Many of these websites and applications have been built by outside developers who don’t work for Facebook. They include tools to help you edit your photos; create slideshows; play games with friends across the globe; divvy up bills among people who live or hang out together; and exchange information about good movies, music, books, and restaurants. After you become a little more comfortable with the Facebook basics, you can try some of the thousands of applications and websites whose services allow you to interact with your Facebook friends.
Every day, you interact with your friends and family. You also interact with other people, places and things: a newspaper or magazine, your favorite coffee shop, a celebrity whose marriage travails you can’t help but be fascinated by, a television show that has you on the edge of your seat, or a cause that’s near and dear to your heart. All these entities can be represented on Facebook through Pages (with a capital P). These Pages look almost exactly like timelines, just for the not-quite-people among us. Instead of becoming friends with Pages, you can like (or follow) them. So when you like a television show (say, The Daily Show with Trevor Noah ), you’ll start to see updates from that Page (The Daily Show) in your News Feed. Liking Pages for businesses or causes helps you stay up-to-date with news from them. Chapter 14covers the ins and outs of Pages.
One of the things people often do in the world is try to figure out a way to make it better. Every day, people are working on solving lots of hard problems. Facebook fits into this because it can help you spread the word to friends about the causes you're passionate about.
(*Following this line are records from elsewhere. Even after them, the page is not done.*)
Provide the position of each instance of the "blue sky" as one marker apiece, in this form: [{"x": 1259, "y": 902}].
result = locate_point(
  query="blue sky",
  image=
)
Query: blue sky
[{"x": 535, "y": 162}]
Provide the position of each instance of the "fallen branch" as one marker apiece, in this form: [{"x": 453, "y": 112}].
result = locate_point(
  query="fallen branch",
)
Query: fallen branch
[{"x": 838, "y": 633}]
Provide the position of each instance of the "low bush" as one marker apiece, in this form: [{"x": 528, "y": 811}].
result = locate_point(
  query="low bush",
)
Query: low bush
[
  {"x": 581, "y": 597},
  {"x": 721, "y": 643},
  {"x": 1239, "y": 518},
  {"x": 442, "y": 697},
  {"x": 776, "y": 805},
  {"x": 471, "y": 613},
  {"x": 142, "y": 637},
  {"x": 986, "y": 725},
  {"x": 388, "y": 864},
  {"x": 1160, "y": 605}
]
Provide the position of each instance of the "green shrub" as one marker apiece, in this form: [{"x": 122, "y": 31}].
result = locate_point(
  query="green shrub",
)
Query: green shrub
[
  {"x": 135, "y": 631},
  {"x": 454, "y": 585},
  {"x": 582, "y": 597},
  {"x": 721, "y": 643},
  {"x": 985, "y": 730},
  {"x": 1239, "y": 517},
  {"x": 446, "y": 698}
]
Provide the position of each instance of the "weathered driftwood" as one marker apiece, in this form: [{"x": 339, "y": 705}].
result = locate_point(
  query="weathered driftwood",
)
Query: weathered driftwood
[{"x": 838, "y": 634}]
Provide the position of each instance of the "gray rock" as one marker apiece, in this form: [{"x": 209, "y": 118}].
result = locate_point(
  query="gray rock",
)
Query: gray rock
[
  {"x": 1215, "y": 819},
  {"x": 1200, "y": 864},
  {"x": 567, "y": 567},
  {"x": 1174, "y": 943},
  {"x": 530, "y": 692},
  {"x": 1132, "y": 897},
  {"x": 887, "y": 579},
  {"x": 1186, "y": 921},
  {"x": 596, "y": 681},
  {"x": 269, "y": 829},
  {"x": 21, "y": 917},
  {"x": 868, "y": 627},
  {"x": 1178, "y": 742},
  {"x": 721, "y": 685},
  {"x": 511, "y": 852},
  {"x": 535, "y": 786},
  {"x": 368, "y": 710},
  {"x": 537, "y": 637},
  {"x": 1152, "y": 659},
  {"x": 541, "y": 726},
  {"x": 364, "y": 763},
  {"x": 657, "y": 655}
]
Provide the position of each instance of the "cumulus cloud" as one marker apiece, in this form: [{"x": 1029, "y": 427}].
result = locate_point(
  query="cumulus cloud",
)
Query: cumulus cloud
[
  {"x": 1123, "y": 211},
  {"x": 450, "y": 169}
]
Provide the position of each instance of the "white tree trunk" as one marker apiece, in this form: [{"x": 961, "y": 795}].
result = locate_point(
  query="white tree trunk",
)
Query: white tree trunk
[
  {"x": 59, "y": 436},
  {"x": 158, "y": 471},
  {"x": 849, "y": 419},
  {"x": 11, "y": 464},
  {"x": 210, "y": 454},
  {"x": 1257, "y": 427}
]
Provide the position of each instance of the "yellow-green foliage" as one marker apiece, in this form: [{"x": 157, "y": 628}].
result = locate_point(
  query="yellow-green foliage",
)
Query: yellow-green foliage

And if your friends care about the same things, they in turn might bring along their friends to create a large group of people willing to help out. In addition to simply passing along information, you can create fundraisers where your friends help you reach a charitable goal. Fundraisers are covered in Chapter 12.
In ye olden days, say, the early 2000s, most college freshmen would receive a thinly bound book containing the names and faces of everyone in their matriculating class. These face books were useful for matching names to the students seen around campus or for pointing out particular people to friends. However, these face books had several problems. If someone didn’t send in his picture, the books were incomplete. They were outdated by junior year because many people looked drastically different, and the books didn’t reflect the students who had transferred in or who were from any other class. Finally, they had little information about each person.
In February 2004, Mark Zuckerberg, a sophomore at Harvard, launched an online “book” to which people could upload their photos and personal information, a service that solved many of these problems. Within a month, more than half of the Harvard undergraduates had signed up.